Le jardin enchanté du docteur Munthe

Capri1

Je ne suis pas méditerranéenne.

Depuis l’enfance, nourrie à l’iode et aux parfums de goémon, à la morsure de l’onde fraîche, à l’écume des rouleaux et aux cieux capricieux. Le bleu triomphant des cartes postales m’ennuie.

Atlantique, donc. Longues plages de sable et non criques secrètes, eau à 20° plutôt qu’à 25, bars plutôt que loups dans l’assiette.
Ça, c’était avant Capri.

Parce qu’il ne faut pas rester campée trop longtemps sur ses positions – on risque des crampes – j’ai accompagné une amie dans cet archétype de la petite île italienne léchée sous tous les angles, romantique, médiatisée et chic mais bouffée par le fric.

A Capri île, nous avons délaissé Capri village pour sa voisine Anacapri, plus authentique, bien pomponnée mais sans boutique Prada et touristes refaites qui exhibent toute la sainte journée leurs nouvelles lèvres sur Instagram. Bien nous en a pris, car Anacapri abrite un joyau: la villa San Michèle et ses jardins. Une demeure blanche, agrippée à flanc de rocher à 250 mètres au-dessus de la baie de Naples, belle mais sans chichis, à l’image de celui qui la fit construire: le docteur Axel Munthe. Ce médecin suédois, qui étudia à Paris dans les années 1870 avant de soigner à Londres, Rome et Naples, voulait une maison emplie de lumière, ouverte au soleil et au vent comme un temple grec. Il mit vingt ans à la construire, rêve de paradis philanthrope, sur les ruines d’une villa romaine qui appartint à l’empereur Tibère.

Villa San Michele

Des arcades, une perspective de colonnes, une longue pergola peuplée de statues antiques, ici un buste romain, là une amphore peut-être grecque, peut-être une copie: le docteur Munthe aimait le beau avant d’être un amateur averti.
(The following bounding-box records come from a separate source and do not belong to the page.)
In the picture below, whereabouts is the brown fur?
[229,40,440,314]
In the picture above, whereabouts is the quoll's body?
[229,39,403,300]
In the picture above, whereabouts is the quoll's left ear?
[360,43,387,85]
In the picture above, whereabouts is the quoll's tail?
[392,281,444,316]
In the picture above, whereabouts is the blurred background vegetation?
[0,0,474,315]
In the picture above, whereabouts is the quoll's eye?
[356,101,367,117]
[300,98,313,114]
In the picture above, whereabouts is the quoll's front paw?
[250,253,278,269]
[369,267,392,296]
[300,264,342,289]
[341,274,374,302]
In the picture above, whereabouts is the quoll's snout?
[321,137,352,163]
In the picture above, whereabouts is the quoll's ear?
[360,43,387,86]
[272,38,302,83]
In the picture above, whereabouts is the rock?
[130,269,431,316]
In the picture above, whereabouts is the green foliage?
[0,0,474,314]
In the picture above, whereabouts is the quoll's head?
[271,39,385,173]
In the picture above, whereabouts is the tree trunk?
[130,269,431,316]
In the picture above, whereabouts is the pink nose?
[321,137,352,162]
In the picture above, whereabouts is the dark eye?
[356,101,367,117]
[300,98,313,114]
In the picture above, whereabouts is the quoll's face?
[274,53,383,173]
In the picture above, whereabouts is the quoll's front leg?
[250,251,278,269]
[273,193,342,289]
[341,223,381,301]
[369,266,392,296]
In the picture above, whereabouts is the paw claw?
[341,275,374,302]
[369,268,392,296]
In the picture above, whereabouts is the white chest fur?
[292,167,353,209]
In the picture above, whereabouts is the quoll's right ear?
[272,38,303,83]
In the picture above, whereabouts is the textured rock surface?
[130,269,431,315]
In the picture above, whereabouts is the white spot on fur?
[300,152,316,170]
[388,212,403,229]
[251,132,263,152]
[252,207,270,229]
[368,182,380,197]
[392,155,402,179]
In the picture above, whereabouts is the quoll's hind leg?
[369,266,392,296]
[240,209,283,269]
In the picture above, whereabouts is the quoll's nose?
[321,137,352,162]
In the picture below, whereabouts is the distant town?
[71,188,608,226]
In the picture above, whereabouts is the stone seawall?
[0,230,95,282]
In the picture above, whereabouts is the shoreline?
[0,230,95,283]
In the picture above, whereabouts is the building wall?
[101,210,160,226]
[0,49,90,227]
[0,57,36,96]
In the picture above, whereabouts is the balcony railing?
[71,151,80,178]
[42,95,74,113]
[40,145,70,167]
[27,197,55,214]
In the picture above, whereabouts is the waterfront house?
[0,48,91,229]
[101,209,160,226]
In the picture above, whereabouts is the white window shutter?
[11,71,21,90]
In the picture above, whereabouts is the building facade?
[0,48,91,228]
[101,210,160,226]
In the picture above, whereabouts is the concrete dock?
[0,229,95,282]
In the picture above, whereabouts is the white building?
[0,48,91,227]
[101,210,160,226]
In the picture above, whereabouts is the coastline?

En progressant sous la pergola, une curieuse émotion m’a saisie, une envie de pleurer, mais de bonheur. Les perspectives sur la mer, si loin, si proche, sont étourdissantes: en se penchant par-dessus le parapet, on ne sait si on va tomber dans l’eau ou dans le ciel. La vigueur d’un pin qui s’obstine à conquérir l’azur comme un héros tragique, éblouit l’âme, les essences méditerranéennes qui dialoguent avec les vestiges antiques composent un écrin rassurant pour nous autres, pauvres mortels. C’est peut-être de là que surgit l’émotion: la sensation d’être arrivée à bon port, de retour chez soi, un chez soi qu’on avait oublié, qu’on découvre à nouveau, avec l’émerveillement des premiers temps de l’humanité.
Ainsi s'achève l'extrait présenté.